De Tweede Wereldoorlog blijft een sleutelrol spelen in ons collectief bewustzijn en in het culturele landschap. Dat blijkt niet alleen uit talloze tv-documentaires, maar ook bijvoorbeeld uit de mooie romans van Jeroen Olyslaegers en Stefan Hertmans.
Toch krijgen sommige aspecten uit de oorlog veel aandacht, terwijl andere ondergesneeuwd zijn. In dat verband is het contrast tussen het verzet en de collaboratie zeker in Vlaanderen frappant. Tijdens de Tweede Wereldoorlog namen 100.000 à 150.000 mannen en vrouwen deel aan het verzet in België.
In dezelfde periode waren ongeveer 100.000 Belgen actief in de collaboratie. Hoewel het aantal verzetsmensen dus hoger lag, is hun impact op het collectief geheugen beduidend beperkter dan die van de collaborateurs met het naziregime.
Het is geen toeval dat deze bronnengids over het verzet drie jaar na Was opa een nazi? verschijnt, de bronnengids voor de collaboratie die werd uitgegeven door Koen Aerts, Pieter Lagrou, Dirk Luyten, Bart Willems en Paul Drossens. Ook de tv-reeks Kinderen van het verzet kwam er pas na Kinderen van de collaboratie.
Was opa een held? is geen historische synthese of een boek met spannende verhalen. Het is een gids voor wie zelf op speurtocht wil gaan in de archieven, voor familieleden en nabestaanden, (amateur)historici, journalisten, enz.
Het eerste deel van het boek (p. 21-107) schetst de bredere historische context en de beeldvorming. Nico Wouters bespreekt de redenen van de zwakkere verzetsherinnering in het eerste hoofdstuk.
Hij wijst onder andere op de interne politieke verdeeldheid, de Vlaams-Waalse spanning, het traditioneel-militaristische karakter van de herdenkingsrituelen en de ‘concurrentie’ van andere herinneringsculturen.
Het verzet was ook minder sterk verankerd in de grote politieke zuilen, die na WO II opnieuw het politieke landschap domineerden.

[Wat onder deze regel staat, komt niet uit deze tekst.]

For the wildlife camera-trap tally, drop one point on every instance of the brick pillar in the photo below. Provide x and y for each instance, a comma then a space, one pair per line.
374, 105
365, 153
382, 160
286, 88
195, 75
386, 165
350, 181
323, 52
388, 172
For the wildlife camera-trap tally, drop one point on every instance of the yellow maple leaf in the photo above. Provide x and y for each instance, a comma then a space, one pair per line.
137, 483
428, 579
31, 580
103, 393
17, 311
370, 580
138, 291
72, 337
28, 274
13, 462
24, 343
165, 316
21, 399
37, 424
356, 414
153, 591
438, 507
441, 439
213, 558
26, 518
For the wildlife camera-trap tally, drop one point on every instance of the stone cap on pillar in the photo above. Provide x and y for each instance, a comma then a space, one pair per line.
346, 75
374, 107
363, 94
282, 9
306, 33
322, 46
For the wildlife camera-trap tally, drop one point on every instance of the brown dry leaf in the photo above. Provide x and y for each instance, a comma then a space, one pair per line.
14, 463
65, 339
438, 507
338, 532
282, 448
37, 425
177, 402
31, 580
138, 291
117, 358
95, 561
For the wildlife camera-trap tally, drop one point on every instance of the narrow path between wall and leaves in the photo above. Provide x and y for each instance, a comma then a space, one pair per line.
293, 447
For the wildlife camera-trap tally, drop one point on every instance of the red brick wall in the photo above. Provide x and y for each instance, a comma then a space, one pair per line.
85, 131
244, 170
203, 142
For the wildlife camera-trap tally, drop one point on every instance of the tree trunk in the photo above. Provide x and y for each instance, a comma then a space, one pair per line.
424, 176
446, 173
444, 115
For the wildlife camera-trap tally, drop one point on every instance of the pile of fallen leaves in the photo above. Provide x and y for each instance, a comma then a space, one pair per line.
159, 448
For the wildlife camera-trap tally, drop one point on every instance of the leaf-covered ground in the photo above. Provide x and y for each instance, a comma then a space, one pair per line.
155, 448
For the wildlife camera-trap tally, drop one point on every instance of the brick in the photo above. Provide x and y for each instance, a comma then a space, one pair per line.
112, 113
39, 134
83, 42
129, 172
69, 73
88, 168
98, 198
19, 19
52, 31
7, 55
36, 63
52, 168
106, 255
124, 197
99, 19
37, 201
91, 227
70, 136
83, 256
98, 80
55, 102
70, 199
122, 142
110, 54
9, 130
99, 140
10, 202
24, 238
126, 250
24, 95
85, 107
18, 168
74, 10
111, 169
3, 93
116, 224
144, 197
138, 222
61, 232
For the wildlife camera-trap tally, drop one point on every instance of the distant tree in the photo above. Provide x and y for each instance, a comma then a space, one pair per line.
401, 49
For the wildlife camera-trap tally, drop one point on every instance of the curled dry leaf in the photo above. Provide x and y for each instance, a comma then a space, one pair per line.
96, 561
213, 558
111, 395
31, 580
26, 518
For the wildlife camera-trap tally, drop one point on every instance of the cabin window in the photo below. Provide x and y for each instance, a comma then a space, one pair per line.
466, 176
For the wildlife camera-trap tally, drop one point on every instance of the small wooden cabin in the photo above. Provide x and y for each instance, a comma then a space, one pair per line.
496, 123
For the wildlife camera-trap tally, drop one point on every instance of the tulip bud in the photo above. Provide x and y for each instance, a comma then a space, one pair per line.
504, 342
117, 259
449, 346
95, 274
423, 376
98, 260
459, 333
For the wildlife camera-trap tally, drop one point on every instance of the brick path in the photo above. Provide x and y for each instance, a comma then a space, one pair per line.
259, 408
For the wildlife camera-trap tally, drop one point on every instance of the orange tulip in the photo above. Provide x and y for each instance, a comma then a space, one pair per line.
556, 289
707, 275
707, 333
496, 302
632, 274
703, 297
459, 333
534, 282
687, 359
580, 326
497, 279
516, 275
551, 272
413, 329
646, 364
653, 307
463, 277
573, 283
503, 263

In het tweede hoofdstuk geeft Fabrice Maerten een boeiend overzicht van de brede waaier aan groepen, netwerken en verzetsbewegingen, met hun politieke, sociologische en geografische achtergronden. Hij bespreekt ook hun successen.
Want hoewel verzetsmensen minder aandacht kregen na de oorlog, of zelfs geconfronteerd werden met een negatieve beeldvorming, is hun directe impact tijdens de oorlog zeker niet te onderschatten.
Zo’n 40.000 ondergedoken werkweigeraars werden geholpen, tienduizenden documenten werden via inlichtingennetwerken doorgegeven aan Londen, duizenden Joden (onder wie 3.500 kinderen) werden gered, duizenden sabotageacties brachten klappen toe aan de bezetter, honderden neergehaalde piloten werden naar Engeland gesmokkeld, 850 collaborateurs werden gedood, zeker zevenhonderd sluikpers-bladen werden uitgegeven, en sommige verzetsgroepen vochten mee tijdens de bevrijding (bijvoorbeeld rond de haven van Antwerpen).